A lot more words to go with what is below

I have grabbed a larger chunk from RAW's book, from the section on language as a conspiracy:

Language as a mind-control device has been discussed by such philosophers as Vico (18th century), Stirner and Nietzsche (19th century), and Wittgenstein (lOth century). The most radical scientific critics of language in our time include Count Alfred Korzybski and Dr. Richard Bandler.

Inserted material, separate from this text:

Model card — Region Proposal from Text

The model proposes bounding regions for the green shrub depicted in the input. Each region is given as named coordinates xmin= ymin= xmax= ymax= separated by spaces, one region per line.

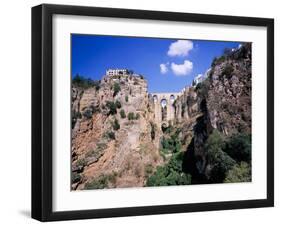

Korzybski, who grew up in a house where four languages were spoken (Polish, Russian, French, German) and learned English much later, observed that the words we use influence our perceptions and conceptions of the world-e.g., even in the same language, a book may be called "realistic" by one reader and "pornographic" by another, and each will tend to perceive/conceive the book that way more and more automatically if they repeat their label ( "realistic" or "pornographic") over and over. This underlies the mechanism of hypnosis, as Dr. Bandler discovered later. It also explains why you won't make much progress preaching radical equality to somebody who continually uses the word "nigger," or defending the first amendment to somebody who keeps saying "smut" (or "sexism").

But Korzybski made a more radical discovery, namely, that our perceptions/conceptions (reality-tunnels) are also shaped the structure of the language we use. A Native American, African, a Chinese, etc. - anyone using a non-Indo-Europe, language structure - will live in a different universe than those who only know Indo-European. Considering mathematics a language, Korzybski also claimed that the mathematically literate live in a different semantic system than those who only know verbal structures.
From these starting points, Korzybski arrived at a devastating diagnosis of most of our culture's habitual linguistic structures (which he called neurolinguistic structures because they act as the software with which our nervous systems, including our brains, process data). Our worst habit, he thought, lay in the constant assumption of identity implied in most uses of the verb "is. " Such sentences as "The photon is a wave," "The photon is a particle," "Beethoven is better than Mozart," "The thing I saw was a spaceship," would become, in Korzybski's system, "The photon behaved like a wave when measured with this experimental apparatus," "The photon behaved like a particle when measured with this different apparatus," "Beethoven seems better than Mozart to me," "The thing I saw seemed like a spaceship to me. "
English including "is" and its cognates ("was," "be," "will be," etc.) appears as E in the writing of some of Korzybski's students, and English without "is" and its cognates appears as E' (pronounced E-prime.)